# What is the 7th term of the geometric sequence where a_{1} = 256 and a_{3} = 16?

**Solution:**

The nth term of the geometric sequence is given by:

a_{n} = a · r^{n - 1},

Where a is the first term and r is the common ratio respectively.

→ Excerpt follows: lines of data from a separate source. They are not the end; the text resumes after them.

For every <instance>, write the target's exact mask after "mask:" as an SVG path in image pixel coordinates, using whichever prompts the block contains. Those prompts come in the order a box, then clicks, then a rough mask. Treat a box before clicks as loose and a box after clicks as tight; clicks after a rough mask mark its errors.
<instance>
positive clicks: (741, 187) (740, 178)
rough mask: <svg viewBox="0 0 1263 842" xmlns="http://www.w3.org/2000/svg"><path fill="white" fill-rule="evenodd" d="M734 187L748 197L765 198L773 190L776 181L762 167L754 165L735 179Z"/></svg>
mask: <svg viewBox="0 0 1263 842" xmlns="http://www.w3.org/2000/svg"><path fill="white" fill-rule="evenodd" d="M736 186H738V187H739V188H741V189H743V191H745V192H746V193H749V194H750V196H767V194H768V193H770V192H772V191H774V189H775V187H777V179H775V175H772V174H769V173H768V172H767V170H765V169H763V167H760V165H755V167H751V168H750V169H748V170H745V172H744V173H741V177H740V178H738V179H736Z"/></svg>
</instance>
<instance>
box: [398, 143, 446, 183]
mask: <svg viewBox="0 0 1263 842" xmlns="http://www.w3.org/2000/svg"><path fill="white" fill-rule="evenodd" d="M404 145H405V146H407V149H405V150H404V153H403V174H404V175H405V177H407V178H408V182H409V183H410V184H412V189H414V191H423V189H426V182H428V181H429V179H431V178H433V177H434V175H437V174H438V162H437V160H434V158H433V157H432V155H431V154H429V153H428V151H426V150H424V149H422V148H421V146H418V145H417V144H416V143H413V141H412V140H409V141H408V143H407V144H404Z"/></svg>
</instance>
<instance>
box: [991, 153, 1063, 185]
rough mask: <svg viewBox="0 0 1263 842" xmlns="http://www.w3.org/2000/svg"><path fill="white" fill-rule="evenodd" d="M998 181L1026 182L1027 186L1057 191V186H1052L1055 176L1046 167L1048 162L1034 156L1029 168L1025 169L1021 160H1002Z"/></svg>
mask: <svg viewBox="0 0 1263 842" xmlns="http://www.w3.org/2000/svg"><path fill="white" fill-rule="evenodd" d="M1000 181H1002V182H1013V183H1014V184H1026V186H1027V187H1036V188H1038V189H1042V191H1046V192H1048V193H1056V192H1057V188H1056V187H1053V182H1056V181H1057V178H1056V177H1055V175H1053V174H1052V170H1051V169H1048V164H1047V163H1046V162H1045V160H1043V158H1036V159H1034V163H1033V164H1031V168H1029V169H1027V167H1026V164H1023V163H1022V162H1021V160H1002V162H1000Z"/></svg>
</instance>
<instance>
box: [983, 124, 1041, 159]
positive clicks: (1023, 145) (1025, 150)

Given: a_{1} = a = 256 and a_{3} = 16

We know, a_{n} = a · r^{n - 1}

⇒ a_{3} = a. r^{3 - 1}

⇒ 16 = 256 × r^{2}

⇒ r^{2} = 16/256

⇒ r^{2 }= 1/16

⇒ r = ±1/4

Now, a_{7} = a. r^{7 - 1} = a . r^{6}

⇒ a_{7} = 256 × (1/4)^{6}

⇒ a_{7 }= 256/4096

⇒ a_{7 } = 1/16

If r = -1/4, then

⇒ a_{7} = 256 × (-1/4)6

⇒ a_{7 }= 256/4096

⇒ a_{7} = 1/16

Therefore, the 7th term of the geometric sequence a_{7} is 1/16.

## What is the 7th term of the geometric sequence where a_{1} = 256 and a_{3} = 16?

**Summary:**

The 7th term of the geometric sequence where a_{1} = 256 and a_{3} = 16 is 1/16.